A rare super blue blood moon is set to occur this Wednesday, Jan. 31, and stargazers are right to be (excuse the pun) over the moon about it. To understand their excitement, you’ll need to understand what’s happening, exactly. Even though the phrase “once in blue moon” suggests they’re rare, blue moons—the second full moon in a one-month period—are relatively frequent, taking place once every 2.7 years. Supermoons are full moons that occur at the closest possible point to Earth, making them appear slightly bigger and brighter, and grace us once every 14 months. And blood moons, also known as total lunar eclipses, take place about twice a year when the moon passes through the Earth’s shadow, turning it an eerie, copper-hued color.

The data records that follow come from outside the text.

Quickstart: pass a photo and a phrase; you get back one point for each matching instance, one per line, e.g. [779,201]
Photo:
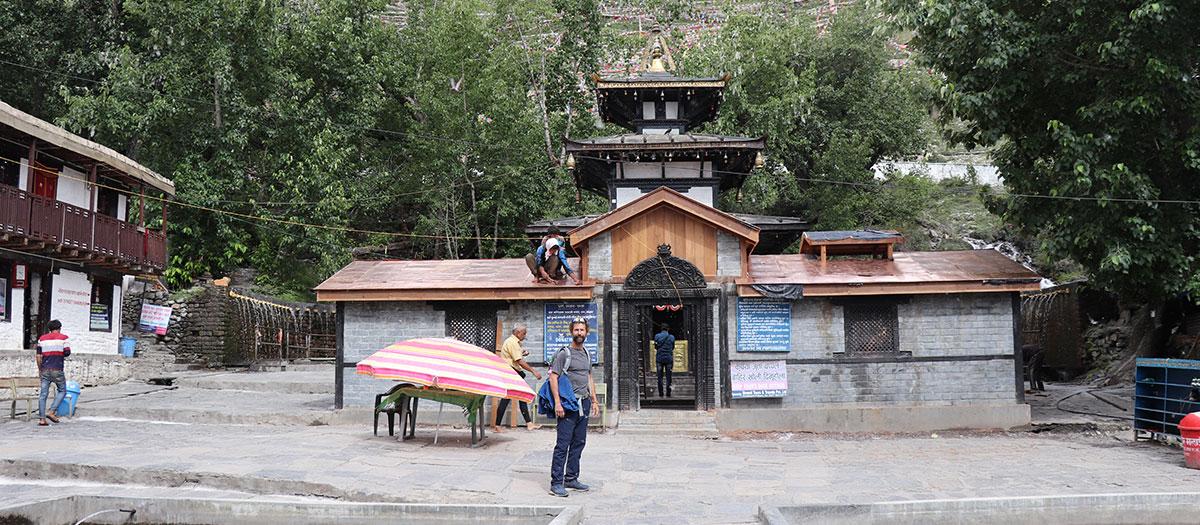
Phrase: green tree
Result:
[1087,100]
[831,106]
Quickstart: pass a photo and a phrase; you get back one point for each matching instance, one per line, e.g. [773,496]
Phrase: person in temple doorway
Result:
[664,355]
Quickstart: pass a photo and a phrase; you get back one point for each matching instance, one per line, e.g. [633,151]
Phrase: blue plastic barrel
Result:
[67,406]
[127,345]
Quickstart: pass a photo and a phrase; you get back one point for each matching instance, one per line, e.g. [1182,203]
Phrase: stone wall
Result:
[88,369]
[729,254]
[198,323]
[955,349]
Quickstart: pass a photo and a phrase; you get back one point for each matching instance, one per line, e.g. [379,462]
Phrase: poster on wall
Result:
[765,325]
[757,379]
[154,319]
[556,327]
[100,319]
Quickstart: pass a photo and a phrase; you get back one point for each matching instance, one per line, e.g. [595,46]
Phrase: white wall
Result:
[702,194]
[12,332]
[73,188]
[71,305]
[642,169]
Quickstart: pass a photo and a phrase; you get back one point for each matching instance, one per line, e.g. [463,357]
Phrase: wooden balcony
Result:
[41,225]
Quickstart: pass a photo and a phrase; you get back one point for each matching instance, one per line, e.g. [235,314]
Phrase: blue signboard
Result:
[556,329]
[765,325]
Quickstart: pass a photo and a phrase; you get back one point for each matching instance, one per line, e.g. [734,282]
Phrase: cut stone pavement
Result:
[636,478]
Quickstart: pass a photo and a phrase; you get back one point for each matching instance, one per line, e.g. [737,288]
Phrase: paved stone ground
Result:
[636,478]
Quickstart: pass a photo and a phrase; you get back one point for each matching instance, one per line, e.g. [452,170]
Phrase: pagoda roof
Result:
[775,233]
[665,142]
[655,79]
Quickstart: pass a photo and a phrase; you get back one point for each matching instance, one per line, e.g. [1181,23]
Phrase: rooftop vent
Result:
[876,243]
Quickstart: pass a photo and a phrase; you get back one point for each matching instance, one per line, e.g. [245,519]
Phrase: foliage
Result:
[829,104]
[1085,98]
[447,131]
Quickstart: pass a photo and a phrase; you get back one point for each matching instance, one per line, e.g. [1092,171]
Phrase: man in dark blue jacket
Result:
[664,356]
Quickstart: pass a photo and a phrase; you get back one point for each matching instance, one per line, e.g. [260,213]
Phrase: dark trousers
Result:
[573,435]
[553,266]
[504,406]
[665,368]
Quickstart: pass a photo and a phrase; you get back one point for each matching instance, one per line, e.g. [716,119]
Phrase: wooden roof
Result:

But to have all three happen at the same time? It hasn’t happened since 1866.

It’s excellent news for those who missed out on the spectacle of last summer’s full solar eclipse. You may have to travel for the full-blown experience, though: “Weather permitting, the West Coast, Alaska and Hawaii will have a spectacular view of totality from start to finish,” said NASA program executive Gordon Johnston in an official blog post. If you’re in the Middle East, Asia, eastern Russia, Australia and New Zealand, the super blue blood moon can be seen during moonrise on the 31st.

East Coasters in the U.S. have drawn the short stick this time around: “Eclipse viewing will be more challenging in the Eastern time zone,” Johnston said. “The eclipse begins at 5:51 a.m. ET, as the moon is about to set in the western sky, and the sky is getting lighter in the east.” If you’re not sure whether or not your town is a good place to view the super blue blood moon, Accuweather has a few great maps breaking down the viewing areas.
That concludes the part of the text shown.